Now to go watch more Mill House vids!


----------



## Jason M (Aug 13, 2017)

Jared D said:


> I just finished reading it during a flight out west. Great read. Was not aware of all the craziness (Bobby Erra) and some of the over the top stuff.
> It was well worth the read. I lent my copy to a buddy who is a fisherman but not bit buy the fly bug yet.
> 
> Now to go watch more Mill House vids!


Yeah. I've seen some over the top stuff up there. Not enough fish to let people spread out and frankly lots of egos.


----------



## Jared D (Mar 17, 2018)

Jason M said:


> Yeah. I've seen some over the top stuff up there. Not enough fish to let people spread out and frankly lots of egos.


Out of curiosity, what other fishing can you do in the area? I want to go check it out just to see the black rock, or Oklahoma flats... but not during Tarpon season. I try to avoid messes like that.
Anything you can catch worth pursing in the fall or winter?

I am in Jax, so a short time hauling the skiff over to see the sites.


----------



## Snookdaddy (Jan 5, 2008)

Trout, Redfish, Snook and Tarpon are all there. You can even catch Bass upriver.


----------



## Jason M (Aug 13, 2017)

Yeah. You do need to spend some time learning The area and particularly where the rocks are. The water is generally very clear which is nice.


----------



## Jared D (Mar 17, 2018)

Jason M said:


> Yeah. You do need to spend some time learning The area and particularly where the rocks are. The water is generally very clear which is nice.

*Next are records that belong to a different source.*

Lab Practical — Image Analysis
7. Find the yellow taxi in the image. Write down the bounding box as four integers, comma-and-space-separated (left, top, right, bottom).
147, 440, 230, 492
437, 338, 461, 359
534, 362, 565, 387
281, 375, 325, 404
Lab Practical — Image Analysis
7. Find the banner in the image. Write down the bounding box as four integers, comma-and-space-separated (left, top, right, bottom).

That is my one apprehension- I would rather not leave my lower unit lying on the bottom over there. I am hoping the clear water would make it pretty obvious on where to go and not go. I have a pretty shallow running skiff, but figure most of the tarpon guides will as well and since the book keeps mentioning the rocks, I am sure it must be a real issue not to be taken likely.

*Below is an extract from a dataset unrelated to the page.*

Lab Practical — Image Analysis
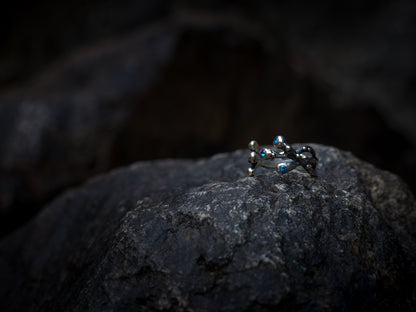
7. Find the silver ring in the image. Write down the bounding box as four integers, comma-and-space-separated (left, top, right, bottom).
248, 135, 318, 177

Any charts that are good for giving some heads up? I don't see me running the area on plane following a GPS chart, but would like to know areas to watch out for and the "safe areas" so I am not idling the whole time.


----------



## Jason M (Aug 13, 2017)

Jared D said:


> That is my one apprehension- I would rather not leave my lower unit lying on the bottom over there. I am hoping the clear water would make it pretty obvious on where to go and not go. I have a pretty shallow running skiff, but figure most of the tarpon guides will as well and since the book keeps mentioning the rocks, I am sure it must be a real issue not to be taken likely.
> 
> Any charts that are good for giving some heads up? I don't see me running the area on plane following a GPS chart, but would like to know areas to watch out for and the "safe areas" so I am not idling the whole time.


I'd let the other guys respond to charts but most of the well know rocks are marked on the charts, cobia rock, Pate rock, Guido rock.

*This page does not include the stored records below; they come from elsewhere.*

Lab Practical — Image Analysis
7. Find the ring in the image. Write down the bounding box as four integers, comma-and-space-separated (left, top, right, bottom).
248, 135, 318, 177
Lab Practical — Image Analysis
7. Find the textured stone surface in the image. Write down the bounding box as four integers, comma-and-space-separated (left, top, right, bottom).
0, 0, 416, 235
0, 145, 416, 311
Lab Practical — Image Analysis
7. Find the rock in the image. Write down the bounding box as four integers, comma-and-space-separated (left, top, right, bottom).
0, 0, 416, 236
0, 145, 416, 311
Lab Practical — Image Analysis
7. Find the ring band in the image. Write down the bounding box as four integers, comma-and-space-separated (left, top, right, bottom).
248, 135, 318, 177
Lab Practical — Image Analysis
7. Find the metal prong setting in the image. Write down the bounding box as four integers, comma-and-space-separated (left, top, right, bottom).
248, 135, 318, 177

I launch at Bayport because I'm coming from the south and it's well marked. Just don't short cut the channel at low tide. 

I would guess Homosassa river is well marked also but haven't been on there in a really long time. Of course there's Florida Marine Tracks also.


----------



## sevenweight (Sep 3, 2015)

The channels in an out of places like Homosassa and Bayport are well-marked. However if you want to fish for redfish, trout and snook, you'll get into areas and water depths where you must, at minimum, have a chart with satellite imagery to be able to see the bars and shoals (Navico, for example). Best solution is Florida Marine Tracks, but if you're just visiting and have no further need for the charts and tracks, you probably don't want to spend the bucks. Running around the areas you'd want to target to fish seriously without charts or local knowledge would either be incredibly tedious or like walking around blindfolded, Sooner or later you're going to stumble. Also be sure to check forecasted tides.


----------



## m32825 (Jun 29, 2018)

Finished. I've never even caught a tarpon and barely know what to do with a fly rod and I give it a thumbs up, good read!


----------



## TidalFly (Sep 1, 2015)

Anybody know where I can pick up a copy? Amazon, B&N, everywhere seem to be out of stock of hard copy. Would prefer not to go the kindle/ebook route.


----------



## jay.bush1434 (Dec 27, 2014)

TidalFly said:


> Anybody know where I can pick up a copy? Amazon, B&N, everywhere seem to be out of stock of hard copy. Would prefer not to go the kindle/ebook route.


I couldn't find a hard copy either and ended up downloaded a copy to iBooks. I read it on my iPad and it a good read.


----------



## [email protected] (Sep 5, 2015)

jay.bush1434 said:


> I couldn't find a hard copy either and ended up downloaded a copy to iBooks. I read it on my iPad and it a good read.


I ordered from Amazon back in September and had to wait a couple weeks.
It’s a good read!


----------